Fast on the heels of Munyurangabo’s brief New York run comes Anne Aghion’s My Neighbor, My Killer, a documentary that, like Lee Isaac Chung’s fictional film, examines the legacy of Rwanda’s 1994 genocide. What the movies have in common is that, while directed by outsiders (Chung is Korean-American, Aghion French-American), both scrupulously avoid the glossy reductivism of higher-budget American productions that tend to render historical atrocity both overly familiar (because of recognizable genre tropes) and comfortably distant (because a lack of immediacy). While Chung uses local actors, films in the Kinyarwanda language, and confines the bulk of the action to a single local setting, Aghion deliberately avoids making concessions to viewers unfamiliar with the conflict and, with the exception of a few brief radio snippets, provides very little contextualizing information. Despite the films’ weaknesses (in Munyurangabo, a last-minute plot development that seems to absolve the protagonist of having to kill, in My Neighbor a fragmented fly-on-the-wall perspective that, while illuminating, also risks a certain amount of confusion), what is at stake in the two projects is a new authenticity lacking from other Western treatments of the genocide, a respect for the Rwandan people and an understanding of the ways in which tragedy must give way to reconciliation in order for the devastated nation to continue.

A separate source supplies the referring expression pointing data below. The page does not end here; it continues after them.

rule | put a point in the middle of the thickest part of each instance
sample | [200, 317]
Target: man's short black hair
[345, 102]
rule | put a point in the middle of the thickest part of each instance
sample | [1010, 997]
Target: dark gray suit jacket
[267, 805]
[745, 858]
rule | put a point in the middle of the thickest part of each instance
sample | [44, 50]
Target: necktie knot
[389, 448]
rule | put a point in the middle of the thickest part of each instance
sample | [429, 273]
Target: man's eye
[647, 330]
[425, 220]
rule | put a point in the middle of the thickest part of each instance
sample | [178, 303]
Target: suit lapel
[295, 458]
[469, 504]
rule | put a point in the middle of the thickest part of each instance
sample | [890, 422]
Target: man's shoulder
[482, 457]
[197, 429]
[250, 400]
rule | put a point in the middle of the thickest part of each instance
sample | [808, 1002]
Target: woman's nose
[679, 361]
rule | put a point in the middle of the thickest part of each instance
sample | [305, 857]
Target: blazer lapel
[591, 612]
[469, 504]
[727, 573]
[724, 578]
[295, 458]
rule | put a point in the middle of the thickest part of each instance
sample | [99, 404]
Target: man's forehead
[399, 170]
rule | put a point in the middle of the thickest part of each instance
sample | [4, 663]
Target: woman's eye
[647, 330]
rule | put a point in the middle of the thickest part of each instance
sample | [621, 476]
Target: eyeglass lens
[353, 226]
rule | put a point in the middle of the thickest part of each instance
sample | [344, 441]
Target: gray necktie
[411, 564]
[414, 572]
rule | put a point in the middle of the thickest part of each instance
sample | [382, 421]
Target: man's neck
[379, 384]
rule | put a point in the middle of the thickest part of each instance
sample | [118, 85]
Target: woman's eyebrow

Reconciliation is the watchword for the villagers in My Neighbor whether they like it or not. Aghion’s video feature, her third project to treat the aftermath of the genocide, tracks the implementation of Gacaca, a unique judicial process instituted by the Rwandan government designed to force an understanding between victim and perpetrator, as it unfolds in a single village. A collection of filmed fragments taken over several years, My Neighbor begins with the release of several alleged war criminals from prison and their return to their native village where they live side-by-side with their victims. Then after eliding several years of (at least hypothetical) reintegration, Aghion films the villages holding open air trials in which townspeople stand up and directly confront the alleged murderers of their husbands and children.

Although the director takes a deliberately nonjudgmental approach, the trial process as it’s presented seems of at least questionable efficacy. In the first stage, the returned prisoners mostly avoid contact with the victims and, in the second, mostly deny their direct involvement in atrocity. Along the way Aghion captures some revealing moments of conflict—a gathering in a makeshift bar in which victims sit beside an alleged perpetrator uneasily sharing a beer, the entire concluding trial sequence in which the words of the victims ring out with enough measured outrage to counter the defendants’ weak denials—which speak more to the difficulty of reconciliation than to its possibility, or even desirability. If ultimately the work’s fragments—like the Gacaca process itself—fail to fully cohere, then the project’s privileged look into a unique experiment makes it at least valuable as a document in our ongoing understanding of the lasting implications of genocide.